La Commission a ouvert une phase de consultation sur les orientations proposées par sa communication, qui devrait s'achever en mars 2008.

Le Gouvernement a indiqué à votre rapporteur pour avis que l'Etat, en concertation avec les départements d'outre-mer, soutenait, en partenariat avec les administrations centrales de l'Espagne et du Portugal, l'évolution proposée par la Commission, en veillant à ce que le statut des régions ultrapériphériques soit approfondi et leurs intérêts mieux pris en considération eu égard à leurs spécificités au sein du territoire communautaire.

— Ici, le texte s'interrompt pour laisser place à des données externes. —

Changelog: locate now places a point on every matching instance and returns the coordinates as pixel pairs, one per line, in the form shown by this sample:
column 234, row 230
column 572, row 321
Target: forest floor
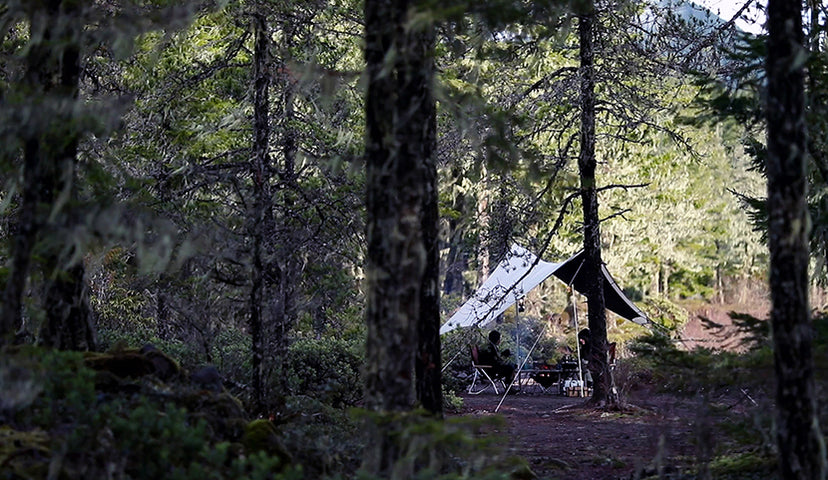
column 562, row 438
column 656, row 434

* 16 Article 18, paragraphe 3, du règlement (CE) n° 1905/2006 du Parlement européen et du Conseil du 18 décembre 2006 portant établissement d'un instrument de financement de la coopération au développement.

* 17 Seules les régions ultrapériphériques incluses dans l'Espace Schengen (Açores, Madère et Canaries) peuvent bénéficier des Fonds aux frontières extérieures, au retour, à l'intégration et de l'assistance technique de l'Agence FRONTEX.